As he concluded the expression of his sympathy in these quaint terms, the dread and distrust, the watchful terror, that marred the natural softness of Sarah's eyes, disappeared in an expression of sorrowful tenderness, which seemed to give back to them all their beauty.
"Don't be sorry for me, uncle," she said, stopping, and gently brushing away with her hand some specks of dust that lay on the collar of his coat. "I have suffered so much and suffered so long, that the heaviest disappointments pass lightly over me now."
"I won't hear you say it!" cried Uncle Joseph "You give me shocks I can't bear when you talk to me in this way. You shall have no more disappointments--no, you shall not! I, Joseph Buschmann, the Obstinate, the Pig-headed, I say it!"
"The day when I shall have no more disappointments, uncle, is not far off now. Let me wait a little longer, and endure a little longer: I have learned to be patient, and to hope for nothing. Fearing and failing, fearing and failing--that has been my life ever since I was a young woman--the life I have become used to by this time If you are surprised, as I know you must be, at my not possessing myself of the letter, when I had the keys of the Myrtle Room in my hand, and when no one was near to stop me, remember the history of my life, and take that as an explanation. Fearing and failing, fearing and failing--if I told you all the truth, I could tell no more than that. Let us walk on, uncle."
The resignation in her voice and manner while she spoke was the resignation of despair. It gave her an unnatural self-possession, which altered her, in the eyes of Uncle Joseph, almost past recognition. He looked at her in undisguised alarm.
"No!" he said, "we will not walk on; we will walk back to the dungeon-house; we will make another plan; we will try to get at this devil's imp of a letter in some other way. I care for no Munders, no housekeepers, no Betzees--I! I care for nothing but the getting you the one thing you want, and the taking you home again as easy in your mind as I am myself. Come! let us go back."

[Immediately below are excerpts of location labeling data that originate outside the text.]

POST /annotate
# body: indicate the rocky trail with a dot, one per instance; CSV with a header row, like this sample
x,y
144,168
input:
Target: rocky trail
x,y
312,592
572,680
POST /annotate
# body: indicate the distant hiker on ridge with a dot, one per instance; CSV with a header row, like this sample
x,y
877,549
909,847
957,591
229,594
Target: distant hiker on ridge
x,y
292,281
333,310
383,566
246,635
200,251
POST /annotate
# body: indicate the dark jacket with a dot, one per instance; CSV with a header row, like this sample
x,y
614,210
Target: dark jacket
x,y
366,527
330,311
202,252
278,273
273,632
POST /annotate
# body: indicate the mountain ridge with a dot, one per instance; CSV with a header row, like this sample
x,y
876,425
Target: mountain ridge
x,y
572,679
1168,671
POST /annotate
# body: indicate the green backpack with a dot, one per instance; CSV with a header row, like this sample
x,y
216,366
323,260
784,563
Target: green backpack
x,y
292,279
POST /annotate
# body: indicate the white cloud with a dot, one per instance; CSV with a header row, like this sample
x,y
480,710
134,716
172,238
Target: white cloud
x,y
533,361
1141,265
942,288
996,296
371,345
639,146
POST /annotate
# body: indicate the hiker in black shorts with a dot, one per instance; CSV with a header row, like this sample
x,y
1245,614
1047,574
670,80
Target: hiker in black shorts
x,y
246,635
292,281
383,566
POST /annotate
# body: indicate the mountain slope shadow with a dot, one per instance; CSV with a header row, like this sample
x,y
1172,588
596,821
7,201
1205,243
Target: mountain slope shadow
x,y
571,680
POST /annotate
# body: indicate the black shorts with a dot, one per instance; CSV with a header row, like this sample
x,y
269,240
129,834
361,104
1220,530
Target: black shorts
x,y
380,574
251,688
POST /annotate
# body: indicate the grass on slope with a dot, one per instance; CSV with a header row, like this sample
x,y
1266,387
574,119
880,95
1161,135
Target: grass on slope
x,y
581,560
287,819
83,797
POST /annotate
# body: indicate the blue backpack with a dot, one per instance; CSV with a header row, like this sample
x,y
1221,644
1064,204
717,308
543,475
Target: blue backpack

"It is too late to go back."
"How too late? Ah, dismal, dingy, dungeon-house of the devil, how I hate you!" cried Uncle Joseph, looking back over the prospect, and shaking both his fists at Porthgenna Tower.
"It is too late, uncle," she repeated. "Too late, because the opportunity is lost; too late, because if I could bring it back, I dare not go near the Myrtle Room again. My last hope was to change the hiding-place of the letter--and that last hope I have given up. I have only one object in life left now; you may help me in it; but I cannot tell you how unless you come on with me at once--unless you say nothing more about going back to Porthgenna Tower."
Uncle Joseph began to expostulate. His niece stopped him in the middle of a sentence, by touching him on the shoulder and pointing to a particular spot on the darkening slope of the moor below them.
"Look!" she said, "there is somebody on the path behind us. Is it a boy or a man?"
Uncle Joseph looked through the fading light, and saw a figure at some little distance. It seemed like the figure of a boy, and he was apparently engaged in digging on the moor.